Wolves coach Chris Finch sees similarities between the two.

"I've said all season, when you add these big, big pieces, it just takes a long, long time," Finch said. "The roles have to adjust, and people have to figure out how to play together and play off each other and accept their role. Like, Beal went from only knowing the Washington environment. Rudy went from only knowing the Utah environment. And now you're being asked to do different things. And that's just on the court. That doesn't even take into account the human side off the court."

Beal is playing more point guard than he did during 11 seasons with Washington, where he made the playoffs five times but never advanced past the second round. He says it's not his natural position and the transition has had "its ups and downs."

"But I wouldn't want to play point guard in a better situation than with two killer scorers next to me," Beal said.

The Wizards with him hadn't had a winning record since 2018. Now the Suns have the kind of offensive firepower to make a long playoff run. If they get past the Wolves first, in the first round.

"Beyond excited. It's hard to put into words," Beal said about playing for this Suns team. "There's just an opportunity we have. The team I'm on, I just embrace every moment, take no moment for granted. It's a special group. That's why I came here, to play in these types of games. I'm fortunate we have the opportunity."

It took the Wolves last season to adapt after injuries sidetracked them. The Suns might be peaking after winning six of their past eight.

"It just takes a long time," Finch said. "I know nobody wants to hear that in pro sports anymore. They want everything done fast. But it just does. And we've benefited from it, and they're starting to find their groove now, too."

Leaning on a leader

Phoenix comes back to town Saturday with two-time NBA champion Durant, while the Wolves counter in playoff experience with veteran point guard Mike Conley. He has reached his 11th playoffs, but the furthest he has gone is the 2013 Western Conference finals with Memphis.

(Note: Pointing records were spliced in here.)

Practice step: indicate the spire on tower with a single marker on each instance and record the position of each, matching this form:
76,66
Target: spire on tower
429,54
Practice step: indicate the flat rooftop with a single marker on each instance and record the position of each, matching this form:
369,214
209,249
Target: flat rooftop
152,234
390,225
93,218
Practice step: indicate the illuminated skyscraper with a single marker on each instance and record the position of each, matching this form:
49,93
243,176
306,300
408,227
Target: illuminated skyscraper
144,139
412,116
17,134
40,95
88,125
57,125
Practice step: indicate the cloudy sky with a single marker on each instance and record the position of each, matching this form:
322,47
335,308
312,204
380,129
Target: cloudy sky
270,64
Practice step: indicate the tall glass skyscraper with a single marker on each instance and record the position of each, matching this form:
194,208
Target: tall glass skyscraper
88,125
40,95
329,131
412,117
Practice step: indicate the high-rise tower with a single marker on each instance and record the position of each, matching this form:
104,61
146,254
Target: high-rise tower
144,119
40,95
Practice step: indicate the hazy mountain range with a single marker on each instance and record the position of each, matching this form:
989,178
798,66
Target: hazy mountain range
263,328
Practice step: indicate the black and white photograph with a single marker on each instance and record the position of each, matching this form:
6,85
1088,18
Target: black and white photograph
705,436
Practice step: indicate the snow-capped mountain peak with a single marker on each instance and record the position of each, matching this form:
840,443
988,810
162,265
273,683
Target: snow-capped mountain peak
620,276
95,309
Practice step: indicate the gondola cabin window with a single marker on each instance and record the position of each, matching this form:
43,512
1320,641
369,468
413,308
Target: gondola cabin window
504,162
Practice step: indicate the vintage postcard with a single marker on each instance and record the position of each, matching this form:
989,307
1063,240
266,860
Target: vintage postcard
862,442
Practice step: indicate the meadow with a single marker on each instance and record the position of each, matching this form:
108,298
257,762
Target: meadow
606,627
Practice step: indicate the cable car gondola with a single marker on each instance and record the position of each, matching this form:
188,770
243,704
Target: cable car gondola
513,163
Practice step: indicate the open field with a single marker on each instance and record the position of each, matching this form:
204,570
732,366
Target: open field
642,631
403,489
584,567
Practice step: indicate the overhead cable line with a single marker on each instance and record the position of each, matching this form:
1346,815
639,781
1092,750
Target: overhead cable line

"We've leaned on Mike for those veteran, experiential-leadership type things all year," Finch said. "He has been great all week, set the tone early with some remarks our first day this week when we came back together, just reminding guys what's at stake, what it takes, how many times he has been through it, what not to take for granted. We're lucky to have a guy like that."

Ready, set …

The Wolves on Friday held their last practice before Saturday's game and finished a little early doing it.

When asked if he feels his team is prepared 24 hours away, Finch said, "Sure, absolutely. We feel prepared. All these series are a lot of things that happen and adjustments and zigs and zags. But we feel very prepared right now."

Don't you worry

Saturday's game is Towns' third game back from knee surgery, and it comes after having a full week of five-on-five practice after he played 28 and 29 minutes in his first two games back.

"You don't got to worry about KAT," Wolves forward Kyle Anderson said. "He'll be ready to go Game 1. You don't have to worry about him, regardless of the situation. He'll be ready to play and ready to go. I don't lose sleep over it. I know KAT will be ready to go."